Il progetto DiaCore dipinge lo scenario europeo degli investimenti nel settore delle fonti energetiche rinnovabili

 

Le marcate differenze politiche, normative e amministrative tra i Paesi europei si riflettono inesorabilmente sui costi di investimento degli impianti da rinnovabili, che variano “enormemente” tra i membri dell’UE. per un parco eolico in terraferma, la Wacc (costo medio ponderato del capitale) va dal 3,5% della Germania al 12% della Grecia, il costo del capitale proprio dal 6% tedesco ad oltre il 15% di Estonia, Grecia, Lettonia, Lituania, Romania e Slovenia e il costo del debito dall’1,8% sempre della Germania al 12,6% ancora della Grecia.
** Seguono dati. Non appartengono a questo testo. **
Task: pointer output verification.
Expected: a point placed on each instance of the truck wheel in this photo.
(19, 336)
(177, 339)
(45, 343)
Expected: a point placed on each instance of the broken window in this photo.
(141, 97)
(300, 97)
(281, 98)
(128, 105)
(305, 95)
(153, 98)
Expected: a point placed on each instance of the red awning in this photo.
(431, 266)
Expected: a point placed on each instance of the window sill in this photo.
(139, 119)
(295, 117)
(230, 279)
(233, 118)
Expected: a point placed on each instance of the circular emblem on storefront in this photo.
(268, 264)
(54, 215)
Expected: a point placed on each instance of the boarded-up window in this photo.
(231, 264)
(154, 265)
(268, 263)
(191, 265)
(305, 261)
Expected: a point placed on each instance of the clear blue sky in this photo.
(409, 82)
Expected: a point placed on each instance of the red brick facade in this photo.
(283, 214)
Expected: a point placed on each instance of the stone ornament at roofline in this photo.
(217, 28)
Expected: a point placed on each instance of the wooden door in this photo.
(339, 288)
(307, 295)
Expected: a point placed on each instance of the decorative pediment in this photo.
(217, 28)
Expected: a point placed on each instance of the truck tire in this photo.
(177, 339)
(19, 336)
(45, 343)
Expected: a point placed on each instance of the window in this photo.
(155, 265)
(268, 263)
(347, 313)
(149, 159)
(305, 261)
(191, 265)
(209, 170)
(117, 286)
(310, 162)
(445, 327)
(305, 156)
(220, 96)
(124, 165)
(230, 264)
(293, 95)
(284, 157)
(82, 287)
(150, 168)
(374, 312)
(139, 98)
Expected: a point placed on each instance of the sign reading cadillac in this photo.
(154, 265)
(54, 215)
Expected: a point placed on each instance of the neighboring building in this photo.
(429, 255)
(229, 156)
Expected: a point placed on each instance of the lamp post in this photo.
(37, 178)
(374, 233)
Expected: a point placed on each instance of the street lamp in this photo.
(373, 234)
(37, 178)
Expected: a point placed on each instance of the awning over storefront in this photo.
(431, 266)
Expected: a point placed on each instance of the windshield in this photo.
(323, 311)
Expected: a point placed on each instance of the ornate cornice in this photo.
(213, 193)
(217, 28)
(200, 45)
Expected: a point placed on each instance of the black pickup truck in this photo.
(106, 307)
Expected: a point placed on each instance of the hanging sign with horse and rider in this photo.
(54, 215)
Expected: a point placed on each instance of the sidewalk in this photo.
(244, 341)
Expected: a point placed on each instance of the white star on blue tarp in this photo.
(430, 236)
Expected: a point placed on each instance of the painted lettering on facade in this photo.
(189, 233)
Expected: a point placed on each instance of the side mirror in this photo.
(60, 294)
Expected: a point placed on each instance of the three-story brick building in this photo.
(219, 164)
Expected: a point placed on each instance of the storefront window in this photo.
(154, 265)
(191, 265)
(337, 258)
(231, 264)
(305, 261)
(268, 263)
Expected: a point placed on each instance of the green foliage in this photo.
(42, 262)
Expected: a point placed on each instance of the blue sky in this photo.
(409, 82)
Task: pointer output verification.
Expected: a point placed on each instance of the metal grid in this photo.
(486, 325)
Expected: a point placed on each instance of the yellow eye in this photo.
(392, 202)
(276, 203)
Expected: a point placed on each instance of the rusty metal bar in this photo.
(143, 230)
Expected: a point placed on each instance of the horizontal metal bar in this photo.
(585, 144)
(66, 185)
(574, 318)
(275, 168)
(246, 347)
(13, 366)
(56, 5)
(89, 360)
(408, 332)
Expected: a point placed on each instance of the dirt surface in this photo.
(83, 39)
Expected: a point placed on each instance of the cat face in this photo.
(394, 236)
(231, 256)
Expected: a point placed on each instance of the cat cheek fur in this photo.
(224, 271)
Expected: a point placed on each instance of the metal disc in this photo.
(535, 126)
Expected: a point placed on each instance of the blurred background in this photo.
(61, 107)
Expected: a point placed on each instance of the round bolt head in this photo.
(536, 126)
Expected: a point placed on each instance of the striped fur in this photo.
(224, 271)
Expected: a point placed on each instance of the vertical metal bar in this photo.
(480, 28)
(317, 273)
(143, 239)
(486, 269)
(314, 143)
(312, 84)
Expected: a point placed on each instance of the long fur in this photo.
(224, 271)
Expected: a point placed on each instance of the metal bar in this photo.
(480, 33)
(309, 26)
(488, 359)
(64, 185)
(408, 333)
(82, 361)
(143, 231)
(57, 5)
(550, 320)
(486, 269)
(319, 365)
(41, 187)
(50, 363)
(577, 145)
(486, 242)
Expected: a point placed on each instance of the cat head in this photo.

Questo è il quadro fornito dal rapporto in cui sono contenute le conclusioni del progetto DiaCore sviluppato da Fraunhofer Isi, Ecofys, Eclareon, Epu-Ntua, Lei e TU Wien per conto della Commissione Ue. Secondo il rapporto, la percezione del rischio da parte degli investitori, che per centrare i target UE al 2020 per le FER dovranno mettere in campo 60-70 miliardi di euro all’anno, è influenzata da numerosi fattori. Il primo è senza dubbio il quadro normativo e gli improvvisi mutamenti politici (vedi anche Brexit), per arrivare alle procedure autorizzative e all’accesso alla rete. Su tutti svetta però il tipo di sistema di sostegno (conto energia, premi, aste etc.), determinante per la definizione del livello di rischio dei progetti. In questo quadro, rileva il rapporto, le politiche hanno un ruolo fondamentale nella mitigazione del rischio di investimento, tanto che se le pratiche adottate dai Paesi “primi della classe” si diffondessero in tutta la UE si avrebbe un risparmio del 15% a parità di potenza realizzata. In altri termini, i Governi europei dovrebbero fornire la massima chiarezza e stabilità in materia di procedure e normative.

Per l’Italia, in particolare, i rischi individuati sono, nell’ordine, quelli di tipo amministrativo, di struttura normativa, di accesso alla rete, di finanziamento, di improvvisi mutamenti normativi, di regolazione, di accettazione sociale e, infine, tecnico-gestionali.

Venendo ai dati forniti dal progetto DiaCore, che prendono a riferimento l’eolico onshore, l’Italia risulta nella media UE. Sul fronte del rapporto indebitamento/patrimonio (debt/equity), la Penisola sconta tuttavia un sensibile gap con i Paesi più virtuosi: 65/35, contro l’80/20 di Germania e Francia, il 75/25 del Regno Unito e il 70/30 della Polonia. Proprio i quattro Paesi che hanno installato nel 2015 la maggiore capacità eolica: 6.013 MW, 1.073 MW, 975 MW e 1.266 MW rispettivamente, mentre l’Italia si è fermata a 295 MW.